Changing a corporate culture, much less a safety culture, takes a lot more than charismatic rhetoric from the titular head of an organization. Corporate cultures -private, public, academic, non-profit - evolve over long periods of time and rarely change in the shortterm. Even after catastrophic events, a corporate safety culture will not substantively change for any number of reasons with statements like “it was a rare event that will never happen again,” “it happened to those other guys, not us,” “it was that disgruntled employee again” or “it was a mechanical failure we couldn’t predict.”
Undertaking a culture change to improve safety performance requires the systemic engagement of the entire workforce from leadership to wage roll. Senior leaders who think they can change their cultures on their own are suffering from delusions of grandeur. Leaders who insist on improved safety without involving their leadership team and the workforce will merely create a compliant culture, while driving the noncompliant culture and behavior underground.

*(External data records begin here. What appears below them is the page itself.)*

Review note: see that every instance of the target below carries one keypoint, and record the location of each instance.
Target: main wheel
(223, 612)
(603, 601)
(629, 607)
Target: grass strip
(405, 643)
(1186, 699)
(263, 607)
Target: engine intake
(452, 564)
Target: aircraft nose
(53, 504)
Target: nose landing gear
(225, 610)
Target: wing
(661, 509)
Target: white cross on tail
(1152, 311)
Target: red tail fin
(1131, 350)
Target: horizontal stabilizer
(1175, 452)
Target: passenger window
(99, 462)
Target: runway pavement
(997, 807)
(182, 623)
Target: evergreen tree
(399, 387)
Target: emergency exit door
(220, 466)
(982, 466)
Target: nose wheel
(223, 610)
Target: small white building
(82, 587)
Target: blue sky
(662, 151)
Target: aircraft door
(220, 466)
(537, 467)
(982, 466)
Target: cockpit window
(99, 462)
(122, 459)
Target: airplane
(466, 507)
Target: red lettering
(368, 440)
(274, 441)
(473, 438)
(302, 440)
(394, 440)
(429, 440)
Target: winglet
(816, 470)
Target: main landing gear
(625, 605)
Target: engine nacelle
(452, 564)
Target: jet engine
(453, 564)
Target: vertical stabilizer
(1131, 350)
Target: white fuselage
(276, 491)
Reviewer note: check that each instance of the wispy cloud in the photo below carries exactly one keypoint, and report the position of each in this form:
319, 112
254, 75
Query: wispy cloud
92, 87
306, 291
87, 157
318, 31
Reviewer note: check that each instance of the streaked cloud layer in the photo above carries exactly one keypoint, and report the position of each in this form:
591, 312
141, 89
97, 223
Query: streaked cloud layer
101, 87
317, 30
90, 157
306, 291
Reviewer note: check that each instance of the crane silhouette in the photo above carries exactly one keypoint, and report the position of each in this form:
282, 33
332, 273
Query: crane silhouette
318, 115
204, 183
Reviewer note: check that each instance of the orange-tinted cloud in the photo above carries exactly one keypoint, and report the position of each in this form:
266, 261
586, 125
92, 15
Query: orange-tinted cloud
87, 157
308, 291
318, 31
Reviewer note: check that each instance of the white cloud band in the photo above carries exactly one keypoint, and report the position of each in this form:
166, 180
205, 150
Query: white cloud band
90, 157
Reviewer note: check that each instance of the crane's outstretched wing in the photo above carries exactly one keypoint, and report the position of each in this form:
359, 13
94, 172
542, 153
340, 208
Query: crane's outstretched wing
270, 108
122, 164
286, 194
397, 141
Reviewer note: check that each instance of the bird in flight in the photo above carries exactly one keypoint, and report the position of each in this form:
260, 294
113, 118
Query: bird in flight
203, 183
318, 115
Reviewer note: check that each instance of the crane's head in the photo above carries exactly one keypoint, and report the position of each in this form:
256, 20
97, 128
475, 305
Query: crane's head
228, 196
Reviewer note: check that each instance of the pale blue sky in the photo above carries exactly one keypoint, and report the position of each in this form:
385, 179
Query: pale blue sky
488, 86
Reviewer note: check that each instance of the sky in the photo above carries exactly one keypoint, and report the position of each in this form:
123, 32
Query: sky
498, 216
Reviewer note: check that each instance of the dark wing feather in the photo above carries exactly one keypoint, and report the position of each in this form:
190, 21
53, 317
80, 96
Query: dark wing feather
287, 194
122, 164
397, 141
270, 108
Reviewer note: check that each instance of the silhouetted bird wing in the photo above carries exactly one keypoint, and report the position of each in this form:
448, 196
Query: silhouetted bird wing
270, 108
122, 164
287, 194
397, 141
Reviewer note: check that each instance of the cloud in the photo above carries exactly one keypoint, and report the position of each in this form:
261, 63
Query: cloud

Why does resistance occur?
Any attempt to change the status quo will lead to resistance. People have learned to succeed politically, financially, and professionally in their current organizational state. The last thing they want is to have to learn how to succeed in an entirely new organizational state. In fact, rather sophisticated barriers will be erected to prevent the new state from manifesting regardless of the necessity of the change, the size of the need, the origination of the request, or the efficacy of the solution.1
Attempting to change your company’s safety culture could be as difficult as changing DuPont’s safety culture into becoming an unsafe culture. Cultures persist, so rather than pursuing a course of culture change that triggers resistance, why not pursue a course that complements the existing culture. Installing new safety values into an existing culture requires viewing the culture in a systemic fashion.